I leave tomorrow afternoon; 1pm. I didn't think I'd be upset in the least bit to pack up and go home, if anything, I'd be excited. But I was packing up sketchbooks and pencils last night and to my surprise, I was upset. I'm going to miss some of the kids here, I'm going to miss being in this city. I'm going to miss just hanging around 'Sac' doing absolutely nothing. I'm going to miss playing makeupaword scrabble, egyptian ratscrew, and puzzling.

I think some of the best memories were from last night, dressing up in TP Superhero costumes at the dining hall and wishing Becka a happy birthday... or our pimps and hos birthday party for her. I'm going to miss evesdropping, snooping, and spying on people. I'm going to miss the 3rd floor back balcony. I'm going to miss having a scary basement, and being able to go 'exploring' in my own house.

I won't forget falling asleep in Katie's bed only to wake up in the morning to realize that she never woke me up to send me to my room. I won't forget how easily she's startled. I won't forget her silent laughs.

I won't forget how happy Dani is right now, or hearing about her "honey-bunches-of-oats" -Graham. I won't forget her and I saying the same things at the same times and then getting freaked out only to do it again in a couple of minutes. I won't forget lending her my sunglasses for certain sunburn-related reasons.

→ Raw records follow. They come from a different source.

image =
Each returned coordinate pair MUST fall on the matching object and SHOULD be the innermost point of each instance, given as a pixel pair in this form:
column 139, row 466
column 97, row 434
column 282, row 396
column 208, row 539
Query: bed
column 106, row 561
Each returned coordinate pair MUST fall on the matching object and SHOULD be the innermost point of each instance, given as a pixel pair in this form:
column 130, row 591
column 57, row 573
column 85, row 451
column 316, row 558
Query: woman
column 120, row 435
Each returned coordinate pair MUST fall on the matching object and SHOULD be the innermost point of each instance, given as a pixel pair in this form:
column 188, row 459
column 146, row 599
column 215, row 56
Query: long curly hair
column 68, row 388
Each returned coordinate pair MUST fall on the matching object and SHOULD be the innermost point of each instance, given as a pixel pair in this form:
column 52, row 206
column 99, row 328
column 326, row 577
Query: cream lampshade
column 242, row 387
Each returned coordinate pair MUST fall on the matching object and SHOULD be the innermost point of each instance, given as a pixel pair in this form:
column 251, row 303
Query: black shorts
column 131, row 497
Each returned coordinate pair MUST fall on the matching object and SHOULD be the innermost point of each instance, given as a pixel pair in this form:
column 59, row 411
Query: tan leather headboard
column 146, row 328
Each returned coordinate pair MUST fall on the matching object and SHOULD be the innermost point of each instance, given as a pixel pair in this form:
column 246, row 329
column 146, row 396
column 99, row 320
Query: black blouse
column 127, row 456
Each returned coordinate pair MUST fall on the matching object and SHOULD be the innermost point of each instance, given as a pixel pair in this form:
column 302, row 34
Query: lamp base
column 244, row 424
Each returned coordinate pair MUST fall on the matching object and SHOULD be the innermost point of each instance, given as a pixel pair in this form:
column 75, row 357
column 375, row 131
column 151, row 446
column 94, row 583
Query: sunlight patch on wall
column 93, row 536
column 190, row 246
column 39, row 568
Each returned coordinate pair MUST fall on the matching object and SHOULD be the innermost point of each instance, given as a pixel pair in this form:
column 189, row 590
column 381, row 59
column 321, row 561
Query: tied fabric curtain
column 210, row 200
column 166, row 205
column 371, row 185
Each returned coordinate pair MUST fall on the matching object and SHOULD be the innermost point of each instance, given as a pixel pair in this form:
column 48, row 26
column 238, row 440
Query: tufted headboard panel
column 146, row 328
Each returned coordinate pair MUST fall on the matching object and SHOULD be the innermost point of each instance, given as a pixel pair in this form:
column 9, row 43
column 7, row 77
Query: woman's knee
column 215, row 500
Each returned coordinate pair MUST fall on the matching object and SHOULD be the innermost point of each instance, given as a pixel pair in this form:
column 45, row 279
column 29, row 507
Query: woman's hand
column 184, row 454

I won't forget Marielle and I bonding from the first hour of being roommates. I won't forget Dustin and I talking about MK and Ash for an hour at MIT. I won't forget Joe and I going to McDonald's every other morning for a break from Foundation Drawing... or making fun of Crazy Eyes.

Although I'm probably going to forget how annoying it is to share a bathroom. Or how bad a sunburn hurts for the first few days. Or that there is the nicest panhandeler in Harvard Square, I'm not going to forget how much fun I actually had here. People being annoying or assholes is just part of the experience.

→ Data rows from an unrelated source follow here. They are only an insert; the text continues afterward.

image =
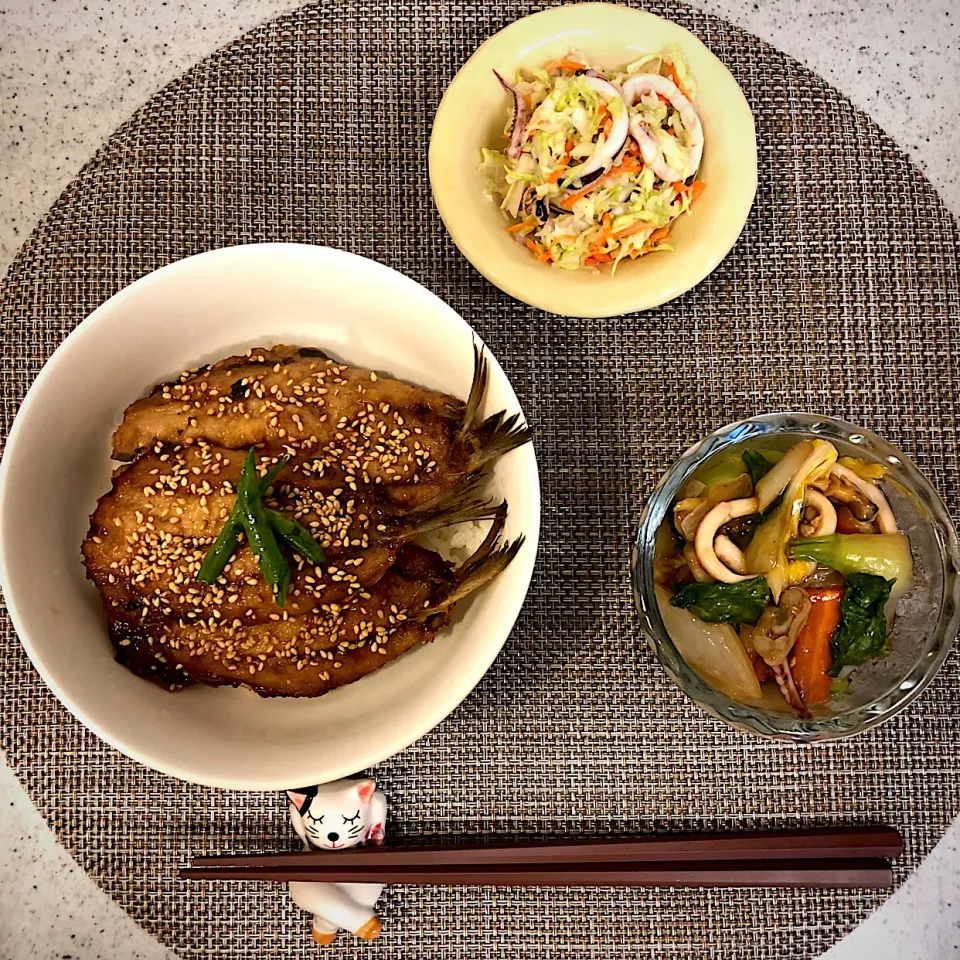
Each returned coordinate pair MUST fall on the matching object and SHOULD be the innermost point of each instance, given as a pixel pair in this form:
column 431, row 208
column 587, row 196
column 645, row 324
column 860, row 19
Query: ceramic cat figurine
column 335, row 816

I'm still excited to be home tomorrow, see my family and my friends. Actually start my summer for me but I'm thinking that this summer is living up to last summer, and might even surpass it. I'll leave Katie and Dani but I'll go home and be a complete retard with Chelsea. I must say I have released more endorphines in my brain while I was here than I will the rest of the summer.

I'm really leaving tomorrow afternoon; 1pm. And some of these people I'll never see again, but I doubt I'll forget about most of them.